村越誠の投資資本主義

グローバルな情報をもとに投資資産を積んでいく慎重派投資家

コモディティ

AIブーム継続を確認してひたひたと銅価格が最高値を更新

銅価格が最高値接近 供給懸念根強く、投資マネーが流入

まあ銅価格はこうなるよなあと。

足下でゴールドやシルバーについてはCMEの証拠金連続引き上げ事件以降あまりぱっとしない値動きが続いており、
そういった中で金属系の中では一際強さが目立つのがやはり銅である。

【銅先物のチャート】
タイトルなし

銅については以前のブログ記事にも書いたが、AIブームの中で電力供給やサーバー間接続などで銅が大量に必要であり、中国の不動産バブル崩壊という大きなマイナスを埋めてあまりある需要増加動向になっている。
そのため、かつて経済全体の元気さを示すバロメーターとして見られ、ドクターカッパーと言われていた銅は今度はAIブームが進捗しているかどうかを確認するバロメーターの一つになりつつある。

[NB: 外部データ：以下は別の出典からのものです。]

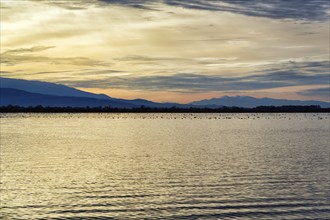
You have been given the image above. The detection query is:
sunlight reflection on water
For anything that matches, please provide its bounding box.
[1,114,330,219]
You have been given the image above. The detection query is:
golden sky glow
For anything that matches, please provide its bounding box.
[0,0,329,102]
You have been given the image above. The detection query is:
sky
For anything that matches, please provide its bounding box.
[0,0,330,103]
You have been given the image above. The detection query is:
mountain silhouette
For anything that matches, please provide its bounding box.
[0,88,139,108]
[0,78,330,108]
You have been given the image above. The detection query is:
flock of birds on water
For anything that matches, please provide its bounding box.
[0,113,330,120]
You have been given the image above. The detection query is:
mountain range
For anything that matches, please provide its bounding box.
[0,78,330,108]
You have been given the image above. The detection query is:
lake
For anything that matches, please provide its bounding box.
[0,113,330,219]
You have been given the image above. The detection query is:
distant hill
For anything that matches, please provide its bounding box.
[0,77,110,99]
[0,77,184,108]
[0,88,139,108]
[0,78,330,108]
[190,96,330,108]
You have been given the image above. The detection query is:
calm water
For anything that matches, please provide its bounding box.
[0,114,330,219]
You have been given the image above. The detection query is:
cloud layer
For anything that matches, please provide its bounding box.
[0,0,329,102]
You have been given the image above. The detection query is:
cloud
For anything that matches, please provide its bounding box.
[298,87,330,98]
[27,0,329,21]
[0,46,107,66]
[2,46,55,55]
[56,68,329,92]
[96,0,329,20]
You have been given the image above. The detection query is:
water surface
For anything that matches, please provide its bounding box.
[0,114,330,219]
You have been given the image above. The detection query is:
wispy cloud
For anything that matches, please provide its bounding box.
[0,46,106,66]
[299,87,330,98]
[57,65,329,92]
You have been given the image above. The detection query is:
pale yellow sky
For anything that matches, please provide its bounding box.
[0,0,329,102]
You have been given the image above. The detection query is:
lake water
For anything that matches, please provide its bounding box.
[0,114,330,219]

この銅についてはゴールドやシルバーと同様に、CMEによる先物取引連続証拠金引き上げ事件に巻き込まれたわけであるが、そうはいっても価格上昇幅はゴールド・シルバー・プラチナと比べると非常に低い水準にあった。
これは銅が他3種と違って貯蔵目的のような需要はなく、基本的に産業用途であり、これまでの貴金属バブルとはちょっと距離があった。

それでも十把一絡げに先物市場の証拠金連続引き上げから影響を受けざるを得なかった状況であったことに加えて、ホルムズ海峡封鎖によるエネルギー価格高騰で世界各国での金利上昇もあり、これが金属類全般の価格はそれなりに下押しを受ける結果となった。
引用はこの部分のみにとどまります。